In her series, The Single Woman in Hollywood, Hayley examines the ways that single women are portrayed onscreen, plotting them on a highly scientific matrix of Horny/Sexless and Messy/Organized.
“Listen to me: The right guy is an illusion. Start living your lives.”
This is our introduction to Samantha Jones in the pilot episode of Sex and the City. She is a single woman who is in full control of her sexuality, with a high-powered, high-paying job.
Samantha Jones is Horny and Organized.
The Horny/Organized quadrant of our Single Woman Matrix is endlessly fascinating. It covers an impressive breadth of characters, but it also comes with damaging subtext: a woman who does not need external validation when it comes to sex or career is a threat.
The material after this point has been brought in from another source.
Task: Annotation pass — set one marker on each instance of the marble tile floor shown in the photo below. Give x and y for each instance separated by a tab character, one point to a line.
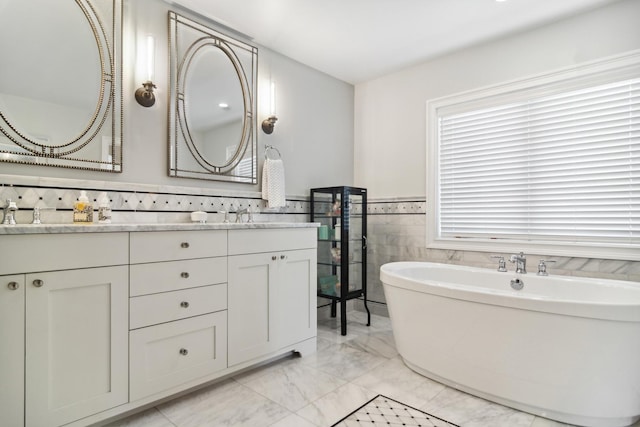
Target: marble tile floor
322	388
Pop culture has reduced the four Sex and the City protagonists from nuanced depictions of singleness to one-note parodies: Carrie is neurotic, Miranda is uptight, Charlotte is prude, and Samantha is a slut. It is interesting how, despite the fact that all four women engage in a lot of sex throughout the show, Samantha is the one who gets the “slut” label.
It is easy to see how Samantha has been turned into a threat. Her most memorable line is from the moment she ends a perfectly good relationship with her long-term boyfriend, Smith Jerrod:
“I love you, but I love me more.”
It’s been thirteen years since Samantha broke up with Smith, and this decision is still groundbreaking and rare. We hardly ever see single women choosing to remain single. Greta Gerwig’s Little Women (2019) emphasizes this with a brilliantly scathing piece of writing advice delivered to Jo by her publisher, Mr. Dashwood: “If the main character is a girl, make sure she's married by the end. Or dead, either way.”
This isn’t to say that every woman in the Horny/Organized quadrant needs to (or wants to) remain single. The experience of the Horny/Organized woman is vast, and while Samantha Jones may be the most heightened version of this quadrant, one of my other favorite examples is Donna Meagle on Parks and Recreation.
Donna is one of my favorite characters. She’s introduced as a mid-level government employee who is incredibly competent at her job. Then over time, you’re treated to these incredible morsels of her backstory. We find out that her cousin is Genuwine, that the Pearl Jam album Vitalogy was written about her, and that she owns a condo in Seattle.
Donna’s most compelling story lines are the ones that deal directly with her sexual agency, like the episode where she and Ann happen to be at the same speed dating event. Ann is a mess, and it’s Donna who gives her a quick rundown of how to get a man’s attention, before downing two shots and getting back to work. There is an inherent kind of cheesiness to Parks and Rec that renders a lot of the sexual references a little silly. But even within this weird chaste adult world, Donna reigns supreme as someone who uses her sexuality for her benefit, who understands men, and who uses them to get what she wants. Her confidence and coolness are a great contrast to characters like Ann (Horny/Messy) and Leslie (Sexless/Organized).
Mad Men highlights a lot of the issues that society continues to have around women finding professional success at work and sexual agency in their private lives. Joan Holloway and Peggy Olson are both Horny/Organized, and they’re great examples of how these qualities can manifest differently and still be perceived as a threat by the men around them. They are both dismissed constantly for daring to live their lives with the same agency that the men they work with every day live theirs. With Mad Men being set in the 1960s, the sexual politics that dominate the workplace feel exaggerated for a modern audience, but the same issues around women being taken seriously for their professional prowess remain today — “Girlboss” culture is not revolutionary, it is just a re-branding of the same professional decorum standards that have been dictated by men for decades.
The reason why a Sex and the City revival series without Samantha doesn’t make sense is because Samantha represented a crucial demographic of single women onscreen. There are external factors as to why Kim Cattrall is not returning for the series, and I fully support that decision. A Samantha-less show means we no longer get to enjoy seeing what a single and over-60 Samantha is doing with her life, which is a bummer, though I know that whatever she is doing, she is doing it on her own terms.
After all, it was Samantha herself who said, “I will not be judged by you, or society.”